Problems with controlling the bladder as a result of radical prostatectomy are less common. Most men have some incontinence when the catheter is first removed, but this usually improves with time. About one year after the operation up to one in five (20%) of men will leak an occasional drop of urine. Some men may need to wear an incontinence pad, but it is very rare to be completely incontinent and need to have a permanent catheter. Another less common effect of surgery is scarring of the bladder which can make it difficult to pass urine. This is fairly easily treated with minor surgery (known as a bladder neck dilation).

Some men may find that they have diarrhoea or constipation for a few months after prostatectomy.


Trans-urethral resection of the prostate (TURP)

A TURP is carried out if it is necessary to remove the part of the tumour that is blocking the urethra (the tube that drains urine from the bladder). A tube which contains a miniature camera is passed through the urethra, into the prostate. A cutting instrument attached to the tube is then used to shave off the inner area of the prostate to remove the blockage.

This can be done under a general anaesthetic or an epidural. With an epidural, the lower body is numbed temporarily by injecting an anaesthetic into the spine so that you can’t feel anything even though you are awake.

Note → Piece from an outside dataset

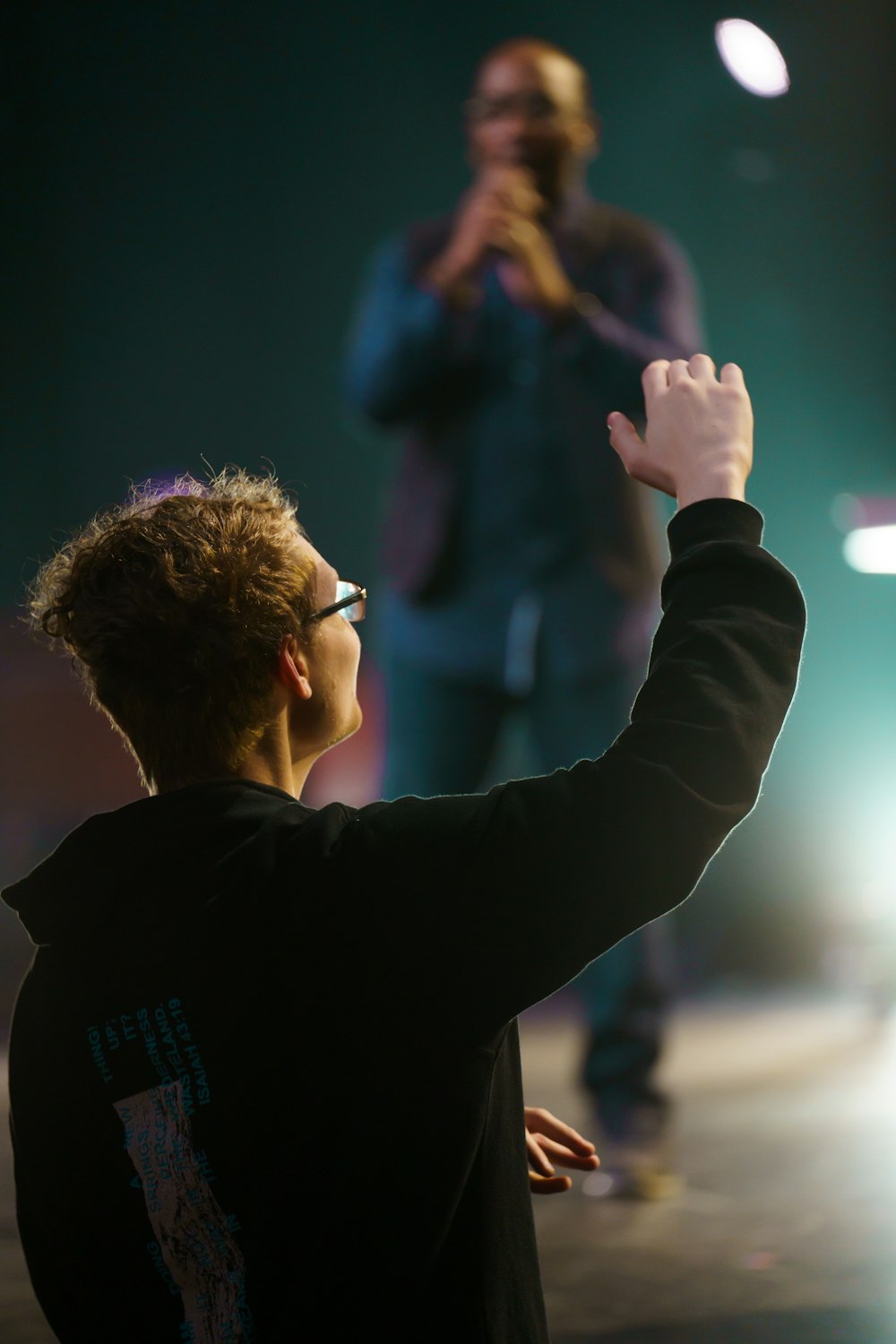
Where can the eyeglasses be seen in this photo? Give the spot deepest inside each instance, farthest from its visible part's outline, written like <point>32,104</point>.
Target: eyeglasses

A TURP can’t remove all of the cancer cells. It is used to relieve problems with passing urine.

After your TURP

After your operation you will probably be up and about the next morning. You will usually have a drip, giving fluid into your vein. This will be taken out as soon as you are drinking normally. A tube (catheter) will drain fluid from your bladder into a collecting bag. It is usual for the urine to contain blood.

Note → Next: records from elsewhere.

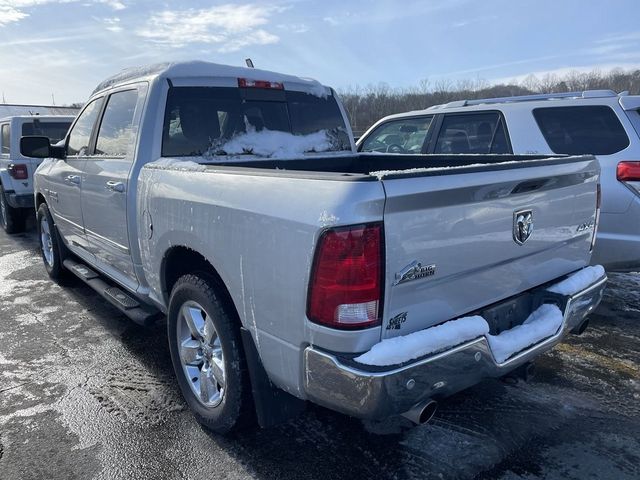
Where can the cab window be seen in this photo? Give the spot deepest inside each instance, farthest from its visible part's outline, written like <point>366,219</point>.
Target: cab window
<point>405,135</point>
<point>582,130</point>
<point>6,138</point>
<point>473,133</point>
<point>116,135</point>
<point>80,135</point>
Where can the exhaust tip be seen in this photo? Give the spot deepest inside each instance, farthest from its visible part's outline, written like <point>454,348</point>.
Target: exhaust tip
<point>579,330</point>
<point>422,413</point>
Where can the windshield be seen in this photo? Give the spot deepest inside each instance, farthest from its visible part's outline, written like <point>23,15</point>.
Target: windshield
<point>208,121</point>
<point>56,131</point>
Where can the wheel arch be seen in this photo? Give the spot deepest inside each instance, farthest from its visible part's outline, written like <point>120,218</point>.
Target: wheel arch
<point>180,260</point>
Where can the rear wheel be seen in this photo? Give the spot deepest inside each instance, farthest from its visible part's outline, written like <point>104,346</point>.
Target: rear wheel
<point>11,219</point>
<point>207,355</point>
<point>51,246</point>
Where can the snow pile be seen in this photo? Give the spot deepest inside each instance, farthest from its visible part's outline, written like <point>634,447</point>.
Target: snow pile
<point>272,143</point>
<point>541,324</point>
<point>578,281</point>
<point>386,173</point>
<point>176,164</point>
<point>393,351</point>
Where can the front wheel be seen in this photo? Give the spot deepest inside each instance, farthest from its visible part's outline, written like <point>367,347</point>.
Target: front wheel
<point>50,246</point>
<point>12,219</point>
<point>207,355</point>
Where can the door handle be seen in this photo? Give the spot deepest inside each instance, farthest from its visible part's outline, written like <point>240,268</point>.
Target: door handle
<point>115,186</point>
<point>75,179</point>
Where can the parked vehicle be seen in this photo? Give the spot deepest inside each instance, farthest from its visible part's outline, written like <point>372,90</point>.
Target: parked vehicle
<point>16,170</point>
<point>598,122</point>
<point>291,268</point>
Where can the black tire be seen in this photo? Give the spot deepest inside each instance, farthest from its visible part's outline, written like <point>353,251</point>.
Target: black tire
<point>235,403</point>
<point>13,220</point>
<point>58,250</point>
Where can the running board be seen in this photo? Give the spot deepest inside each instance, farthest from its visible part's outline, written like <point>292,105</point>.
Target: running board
<point>139,312</point>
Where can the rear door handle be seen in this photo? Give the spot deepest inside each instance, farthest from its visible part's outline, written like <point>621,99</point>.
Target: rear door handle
<point>115,186</point>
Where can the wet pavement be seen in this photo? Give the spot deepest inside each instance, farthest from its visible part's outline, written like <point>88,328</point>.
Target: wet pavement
<point>84,393</point>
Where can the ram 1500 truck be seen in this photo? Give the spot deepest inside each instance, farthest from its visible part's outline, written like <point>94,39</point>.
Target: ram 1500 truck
<point>16,171</point>
<point>291,268</point>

To stop blood clots from blocking the catheter, bladder irrigation may be used. This means that fluid is passed into the bladder and drained out through the catheter. The blood will gradually clear from your urine and the catheter can be taken out. At first you may find it difficult to pass urine without the catheter, but this should improve. Some men find that they have some urinary incontinence following this procedure. It can also cause some long-term difficulty in passing urine.

Most men are able to go home after three or four days. Occasionally it is necessary to keep the catheter in for a while after you go home. Before you leave hospital the nurse will show you how to look after your catheter and arrangements can be made for a district nurse to visit you at home to help with any problems.

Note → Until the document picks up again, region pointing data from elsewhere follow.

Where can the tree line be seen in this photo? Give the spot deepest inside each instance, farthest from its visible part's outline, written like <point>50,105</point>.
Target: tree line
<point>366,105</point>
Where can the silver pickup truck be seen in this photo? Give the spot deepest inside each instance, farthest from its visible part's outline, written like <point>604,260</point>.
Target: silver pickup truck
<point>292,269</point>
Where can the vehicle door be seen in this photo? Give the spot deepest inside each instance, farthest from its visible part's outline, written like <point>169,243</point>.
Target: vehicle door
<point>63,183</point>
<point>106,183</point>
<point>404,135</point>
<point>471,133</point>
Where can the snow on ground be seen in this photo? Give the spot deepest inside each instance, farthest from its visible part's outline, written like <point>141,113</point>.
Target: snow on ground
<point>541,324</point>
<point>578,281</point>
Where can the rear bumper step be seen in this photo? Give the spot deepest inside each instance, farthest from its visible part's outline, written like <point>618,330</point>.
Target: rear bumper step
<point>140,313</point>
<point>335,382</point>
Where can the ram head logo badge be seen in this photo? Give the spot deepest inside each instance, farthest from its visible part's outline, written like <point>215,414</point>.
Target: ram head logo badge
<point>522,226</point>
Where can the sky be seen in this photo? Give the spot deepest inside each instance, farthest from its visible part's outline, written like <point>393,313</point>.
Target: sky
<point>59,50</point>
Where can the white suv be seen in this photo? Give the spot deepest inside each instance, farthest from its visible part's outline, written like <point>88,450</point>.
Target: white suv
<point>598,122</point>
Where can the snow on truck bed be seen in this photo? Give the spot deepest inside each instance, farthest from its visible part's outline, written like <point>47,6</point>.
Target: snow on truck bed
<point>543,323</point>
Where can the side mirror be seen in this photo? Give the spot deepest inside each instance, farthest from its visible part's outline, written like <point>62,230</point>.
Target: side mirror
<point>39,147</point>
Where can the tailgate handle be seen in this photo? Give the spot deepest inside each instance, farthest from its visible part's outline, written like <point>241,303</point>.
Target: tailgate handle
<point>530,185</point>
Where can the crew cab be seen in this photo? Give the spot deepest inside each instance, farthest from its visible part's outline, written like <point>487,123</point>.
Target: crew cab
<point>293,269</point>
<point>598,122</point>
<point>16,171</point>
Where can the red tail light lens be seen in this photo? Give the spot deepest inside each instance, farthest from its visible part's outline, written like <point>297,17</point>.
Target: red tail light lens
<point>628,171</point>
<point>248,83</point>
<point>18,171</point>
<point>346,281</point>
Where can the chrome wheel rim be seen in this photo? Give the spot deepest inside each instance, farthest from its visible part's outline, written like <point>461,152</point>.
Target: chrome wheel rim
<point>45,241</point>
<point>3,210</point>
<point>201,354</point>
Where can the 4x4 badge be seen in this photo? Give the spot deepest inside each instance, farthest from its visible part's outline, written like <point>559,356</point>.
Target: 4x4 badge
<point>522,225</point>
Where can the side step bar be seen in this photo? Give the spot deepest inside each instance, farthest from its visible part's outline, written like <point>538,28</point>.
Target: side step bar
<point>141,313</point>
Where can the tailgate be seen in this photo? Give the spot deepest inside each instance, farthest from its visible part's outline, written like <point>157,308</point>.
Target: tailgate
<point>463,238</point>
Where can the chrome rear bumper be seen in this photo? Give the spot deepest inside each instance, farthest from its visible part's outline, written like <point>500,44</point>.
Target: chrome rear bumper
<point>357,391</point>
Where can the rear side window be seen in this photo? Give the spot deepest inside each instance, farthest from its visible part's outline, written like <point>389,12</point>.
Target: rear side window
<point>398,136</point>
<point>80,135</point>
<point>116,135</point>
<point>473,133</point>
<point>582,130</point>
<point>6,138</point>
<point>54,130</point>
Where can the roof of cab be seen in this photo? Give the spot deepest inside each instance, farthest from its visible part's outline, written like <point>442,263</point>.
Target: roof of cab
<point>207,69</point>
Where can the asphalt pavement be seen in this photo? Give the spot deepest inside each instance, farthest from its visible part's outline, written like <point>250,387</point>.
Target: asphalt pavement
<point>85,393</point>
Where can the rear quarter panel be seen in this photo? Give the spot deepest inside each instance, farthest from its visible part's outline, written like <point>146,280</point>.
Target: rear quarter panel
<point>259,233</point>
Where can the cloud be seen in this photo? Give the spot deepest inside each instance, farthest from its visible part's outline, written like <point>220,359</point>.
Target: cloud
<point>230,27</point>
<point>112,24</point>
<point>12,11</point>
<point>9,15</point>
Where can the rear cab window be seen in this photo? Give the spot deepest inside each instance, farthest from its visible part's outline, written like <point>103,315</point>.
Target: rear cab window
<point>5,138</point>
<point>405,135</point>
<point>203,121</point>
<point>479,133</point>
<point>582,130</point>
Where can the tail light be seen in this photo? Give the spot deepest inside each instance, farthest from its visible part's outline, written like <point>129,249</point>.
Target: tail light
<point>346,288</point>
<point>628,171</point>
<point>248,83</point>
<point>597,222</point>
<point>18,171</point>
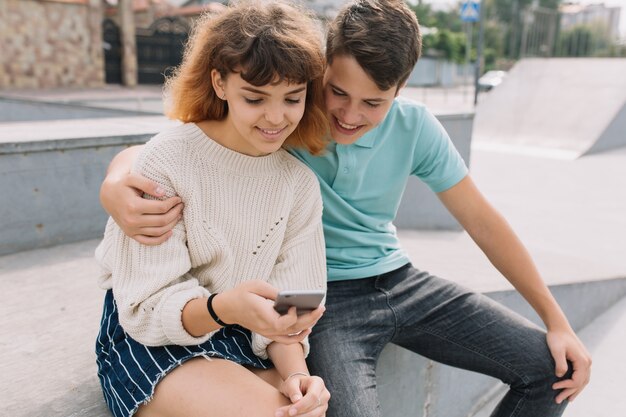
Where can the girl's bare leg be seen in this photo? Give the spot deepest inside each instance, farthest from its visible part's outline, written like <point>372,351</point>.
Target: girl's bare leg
<point>216,388</point>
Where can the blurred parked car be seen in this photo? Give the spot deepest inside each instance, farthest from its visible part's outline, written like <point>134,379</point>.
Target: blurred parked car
<point>490,79</point>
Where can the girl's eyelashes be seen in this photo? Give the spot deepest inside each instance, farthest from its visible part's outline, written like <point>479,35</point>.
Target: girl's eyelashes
<point>260,100</point>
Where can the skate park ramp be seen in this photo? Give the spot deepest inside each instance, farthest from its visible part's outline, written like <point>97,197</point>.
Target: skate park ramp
<point>559,107</point>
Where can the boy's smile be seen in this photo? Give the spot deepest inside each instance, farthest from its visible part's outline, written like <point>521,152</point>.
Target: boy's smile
<point>355,105</point>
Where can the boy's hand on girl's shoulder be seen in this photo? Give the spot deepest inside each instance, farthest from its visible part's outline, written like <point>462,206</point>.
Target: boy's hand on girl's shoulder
<point>147,221</point>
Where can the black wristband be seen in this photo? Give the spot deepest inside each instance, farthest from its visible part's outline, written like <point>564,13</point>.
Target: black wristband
<point>209,306</point>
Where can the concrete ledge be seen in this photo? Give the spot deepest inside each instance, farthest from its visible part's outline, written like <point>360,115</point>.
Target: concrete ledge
<point>47,346</point>
<point>413,385</point>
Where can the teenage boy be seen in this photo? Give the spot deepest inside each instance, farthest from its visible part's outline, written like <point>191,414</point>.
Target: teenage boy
<point>375,296</point>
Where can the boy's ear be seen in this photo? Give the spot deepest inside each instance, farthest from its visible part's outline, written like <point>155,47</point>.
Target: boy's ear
<point>218,83</point>
<point>400,87</point>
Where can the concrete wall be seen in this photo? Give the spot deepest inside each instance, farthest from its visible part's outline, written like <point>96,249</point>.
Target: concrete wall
<point>16,110</point>
<point>53,182</point>
<point>51,189</point>
<point>431,71</point>
<point>47,44</point>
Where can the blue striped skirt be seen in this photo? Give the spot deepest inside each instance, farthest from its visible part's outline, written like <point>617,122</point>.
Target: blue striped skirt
<point>129,371</point>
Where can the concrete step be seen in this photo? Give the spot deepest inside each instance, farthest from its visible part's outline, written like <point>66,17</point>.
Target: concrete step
<point>605,337</point>
<point>49,314</point>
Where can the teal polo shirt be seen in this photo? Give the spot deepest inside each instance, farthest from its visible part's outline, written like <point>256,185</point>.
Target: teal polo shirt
<point>362,185</point>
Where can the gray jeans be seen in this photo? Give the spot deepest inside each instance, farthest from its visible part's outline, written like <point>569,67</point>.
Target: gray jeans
<point>434,318</point>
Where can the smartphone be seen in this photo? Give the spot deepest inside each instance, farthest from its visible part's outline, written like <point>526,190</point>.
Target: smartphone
<point>304,300</point>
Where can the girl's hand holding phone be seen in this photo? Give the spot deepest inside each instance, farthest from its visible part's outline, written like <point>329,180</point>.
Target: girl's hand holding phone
<point>251,306</point>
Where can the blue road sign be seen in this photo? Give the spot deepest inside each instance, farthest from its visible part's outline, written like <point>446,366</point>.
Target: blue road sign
<point>470,11</point>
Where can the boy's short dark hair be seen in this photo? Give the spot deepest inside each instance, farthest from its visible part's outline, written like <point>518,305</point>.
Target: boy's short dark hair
<point>382,35</point>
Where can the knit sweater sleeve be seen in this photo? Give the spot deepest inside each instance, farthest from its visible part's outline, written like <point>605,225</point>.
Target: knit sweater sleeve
<point>152,284</point>
<point>301,264</point>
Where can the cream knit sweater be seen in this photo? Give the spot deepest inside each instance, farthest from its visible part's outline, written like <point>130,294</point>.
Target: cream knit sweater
<point>244,218</point>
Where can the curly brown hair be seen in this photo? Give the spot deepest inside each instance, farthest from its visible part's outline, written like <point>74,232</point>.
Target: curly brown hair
<point>266,43</point>
<point>382,35</point>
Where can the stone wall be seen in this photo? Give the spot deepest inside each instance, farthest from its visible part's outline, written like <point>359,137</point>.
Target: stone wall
<point>51,43</point>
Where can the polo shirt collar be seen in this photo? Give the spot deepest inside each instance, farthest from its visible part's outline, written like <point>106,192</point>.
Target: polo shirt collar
<point>367,141</point>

You may have pain and discomfort for a few days after your operation, for which you will be given painkillers. These are usually very effective, but if you continue to have pain it is important to let the doctor or nurse looking after you know as soon as possible so that a more effective painkiller can be found.

Following a TURP about 1 in 5 (20%) men may have retrograde ejaculation. This means that, during ejaculation, semen goes backward into the bladder instead of through the urethra, so your urine may look cloudy after sex. This is harmless.


Orchidectomy (removal of testicles)

Although this is an operation, the aim of removing the testicles is to reduce the levels of testosterone (male hormone) in the body, so it is discussed in the section about hormonal therapies. As there are many hormonal therapy drugs available now, orchidectomy is not used very often.


Care after an operation

If you think that you might have any difficulties coping at home after your surgery, let your nurse or social worker know when you are admitted to hospital so that help can be arranged.

As well as being able to offer practical advice, many social workers are also trained counsellors who can offer valuable support to you and your family, both in hospital and at home. If you would like to talk to a social worker, ask your nurse or doctor to arrange it for you.

Before you leave hospital you will be given an appointment to attend an outpatient clinic for your post-operative check-up. This is a good time to discuss any problems you may have.